Tips for Fixing Your Flaky Tests

Tired of re-running your build 3 times before you can get all of the tests to pass? Don’t start deleting all of those tests just yet. Fixing some of them might be easier than you think.

Replicate the issue

When debugging any issue I generally start by trying to replicate it. And when it comes to flaky tests, the best first step to replicate it is to run it repeatedly and see if you can get it to fail. If the test failure is “random” then running it on repeat will cause whatever random event is the cause to occur.

Rather than clicking the Run button 1,000 times, your test framework might have some tricks for running your test on repeat.

If you happen to be using TestNG, the @Test annotation can take an invocationCount to repeat a test multiple times:

@Test(invocationCount = 100)

Another option if you’re using JUnit with Spring is to use Spring’s @Repeat annotation:

@Repeat(100)
@Test

And if your language or framework doesn’t have an option for repeating a test, there’s always the option of running it in a simple loop.

If running the test on repeat didn’t replicate the issue, taking a look at the failed logs might give a hint as to the cause and how to replicate it as well. You can trace your steps back on things like a null pointer exception and figure out what would cause a variable to end up as null for instance. This might give you an idea of what could be causing the test to enter the state that’s leading to the failure.
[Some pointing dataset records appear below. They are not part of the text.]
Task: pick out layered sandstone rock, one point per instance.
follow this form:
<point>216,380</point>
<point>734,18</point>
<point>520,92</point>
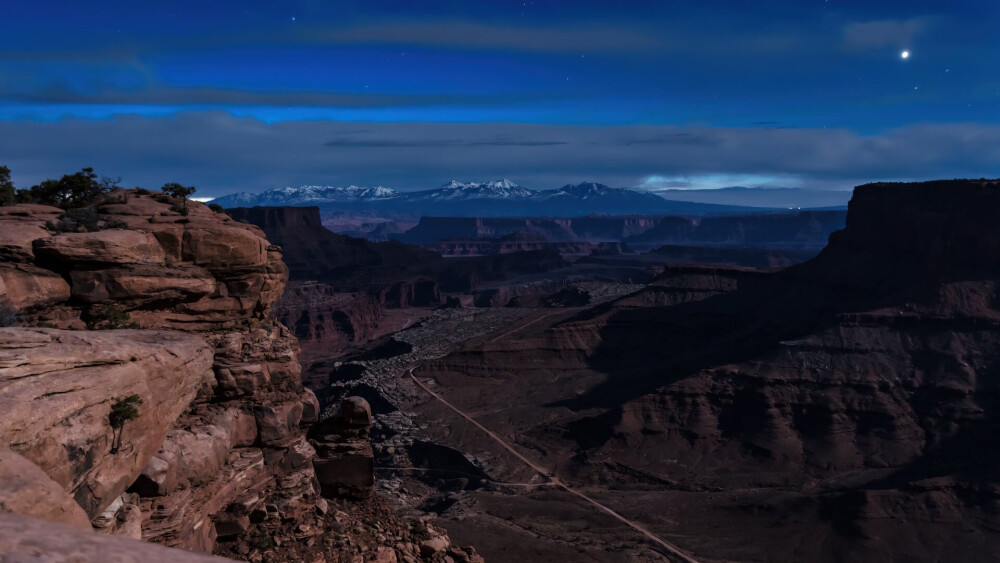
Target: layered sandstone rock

If all else fails, and you can’t get a flaky test to fail on demand, there’s no shame in adding some logging to the test around the broken area and waiting for it to fail again in your pipeline. It won’t immediately fix the issue, but it can help give you the info you need to fix it later.

Common Causes

After fixing dozens of flaky tests in our legacy system, there’s a few common patterns that have started to emerge. The first thing I have seen is that unit tests are usually more stable than integration tests, and integration tests are more stable than end-to-end automation tests. This shouldn’t be too surprising, in unit tests you have complete control over the environment. As you move up the chain though, the environment your test is running in can start to have more variability. This is one of the many reasons why, though integration and end to end tests are important, the majority of your automated tests should be comprised of unit tests.

Unit Tests

The most common issue I see in unit tests is around not properly resetting data between tests. If you have multiple tests in the same test file, it can be easy to accidentally reuse the same collection, object, or mock between multiple tests without creating a new instance or resetting it between each test. This can be especially hard if the data is stored in the unit under test. This can end up becoming flaky based on the order in which the tests are run. While the order the test framework uses may be consistent and allows the tests to pass most of the time, it is often not guaranteed. And if by some random chance the tests run in a different order, then that can cause one or more of them to fail. The best way to handle this case is to make sure that everything gets reset between each test case, rather than before/after the whole group of tests is executed.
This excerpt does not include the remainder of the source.